It isn’t that often that Ethiopia makes it into the news these days — and now when it does, it’s not for the right reasons. I spent two years of my life in Addis Ababa and the hinterlands of Ethiopia at a time when the country was Africa’s equivalent to Cuba — a hardline communist regime with thousands of Soviet and East German advisors. It emerged from that in the 90’s with something approaching democracy, and there was real hope for a better future. I have a very high regard for Ethiopians, and dwindling high hopes for the future of democracy in this country that has so much potential.
So what’s the deal with arresting Swedish journalists?
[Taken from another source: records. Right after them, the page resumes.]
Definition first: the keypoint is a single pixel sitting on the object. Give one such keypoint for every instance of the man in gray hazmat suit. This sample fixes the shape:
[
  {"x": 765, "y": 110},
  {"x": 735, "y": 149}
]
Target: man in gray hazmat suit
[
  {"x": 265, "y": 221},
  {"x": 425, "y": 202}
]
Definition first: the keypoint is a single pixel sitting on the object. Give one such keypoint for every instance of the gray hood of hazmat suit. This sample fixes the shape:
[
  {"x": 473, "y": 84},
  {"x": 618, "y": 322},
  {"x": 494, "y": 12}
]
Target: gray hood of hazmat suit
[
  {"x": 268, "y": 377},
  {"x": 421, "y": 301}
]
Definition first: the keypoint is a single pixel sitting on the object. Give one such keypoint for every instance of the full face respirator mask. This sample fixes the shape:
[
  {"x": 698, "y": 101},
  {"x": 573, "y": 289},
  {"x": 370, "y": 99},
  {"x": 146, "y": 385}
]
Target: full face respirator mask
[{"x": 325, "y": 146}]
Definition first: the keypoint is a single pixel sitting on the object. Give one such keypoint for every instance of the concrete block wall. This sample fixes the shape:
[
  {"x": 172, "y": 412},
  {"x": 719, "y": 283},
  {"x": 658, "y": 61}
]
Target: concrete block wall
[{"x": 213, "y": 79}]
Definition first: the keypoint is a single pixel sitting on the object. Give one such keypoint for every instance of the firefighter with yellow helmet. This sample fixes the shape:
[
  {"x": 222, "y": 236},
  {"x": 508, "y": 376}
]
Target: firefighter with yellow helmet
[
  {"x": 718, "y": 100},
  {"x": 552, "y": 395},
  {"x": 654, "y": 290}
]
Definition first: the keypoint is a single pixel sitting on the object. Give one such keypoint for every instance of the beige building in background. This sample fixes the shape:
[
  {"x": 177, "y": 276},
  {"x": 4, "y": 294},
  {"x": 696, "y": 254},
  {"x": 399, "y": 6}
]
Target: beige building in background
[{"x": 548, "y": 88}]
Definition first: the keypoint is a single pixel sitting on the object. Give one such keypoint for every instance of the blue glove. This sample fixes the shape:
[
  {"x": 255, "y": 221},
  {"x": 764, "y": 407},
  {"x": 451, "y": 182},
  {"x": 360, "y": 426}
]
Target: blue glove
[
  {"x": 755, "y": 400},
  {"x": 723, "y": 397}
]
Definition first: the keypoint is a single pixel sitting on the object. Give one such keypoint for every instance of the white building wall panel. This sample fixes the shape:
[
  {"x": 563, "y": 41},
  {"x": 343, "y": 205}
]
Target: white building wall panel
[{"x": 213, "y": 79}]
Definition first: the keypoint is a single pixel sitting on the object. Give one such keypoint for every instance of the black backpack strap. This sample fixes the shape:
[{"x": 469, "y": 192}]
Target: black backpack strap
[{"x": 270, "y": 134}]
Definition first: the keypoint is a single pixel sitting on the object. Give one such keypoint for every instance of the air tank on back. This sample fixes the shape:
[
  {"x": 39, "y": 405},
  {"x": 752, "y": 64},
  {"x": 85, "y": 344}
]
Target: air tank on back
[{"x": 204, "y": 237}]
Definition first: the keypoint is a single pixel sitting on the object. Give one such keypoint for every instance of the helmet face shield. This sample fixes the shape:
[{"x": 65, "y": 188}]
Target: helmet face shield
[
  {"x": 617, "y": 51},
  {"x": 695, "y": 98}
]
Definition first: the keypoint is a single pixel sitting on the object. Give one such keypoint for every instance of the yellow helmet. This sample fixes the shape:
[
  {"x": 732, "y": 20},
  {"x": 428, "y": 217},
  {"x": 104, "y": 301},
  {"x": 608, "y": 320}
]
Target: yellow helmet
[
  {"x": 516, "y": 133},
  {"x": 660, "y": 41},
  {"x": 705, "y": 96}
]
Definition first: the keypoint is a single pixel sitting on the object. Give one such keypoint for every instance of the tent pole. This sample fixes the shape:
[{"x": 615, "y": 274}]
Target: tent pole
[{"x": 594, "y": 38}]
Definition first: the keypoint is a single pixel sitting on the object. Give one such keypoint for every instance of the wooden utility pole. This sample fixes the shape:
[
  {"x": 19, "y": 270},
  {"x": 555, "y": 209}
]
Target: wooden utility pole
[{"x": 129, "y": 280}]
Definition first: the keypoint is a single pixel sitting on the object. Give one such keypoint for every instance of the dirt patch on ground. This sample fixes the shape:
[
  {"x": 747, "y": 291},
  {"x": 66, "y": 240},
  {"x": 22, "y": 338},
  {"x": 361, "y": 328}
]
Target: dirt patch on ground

Turns out, the two journalists entered the country illegally in July and linked up with the banned Ogaden Liberation Front, a dissident group involved in conflict in the Ogaden region between Ethiopia and Somalia — a conflict that was going on ten years before I got there in the 1980’s, and is still going on. They claimed that their reason for linking up with the rebels was that they were preparing a report on a Sweden linked oil company that had operations in the disputed area — getting rebel permission was essential if they were to gain access to the area in question.
Ethiopia, however, has a law that provides the government with extraordinary leeway in determining what constitutes “giving aid to terrorists” — a law that include simply “giving advice”. The government claims that the journalists were putting out propaganda that aided the rebels — and so they seized the journalists, put them on trial, and convicted them. International human rights and journlism watch groups are raising a ruckus; it is unclear what will come of it.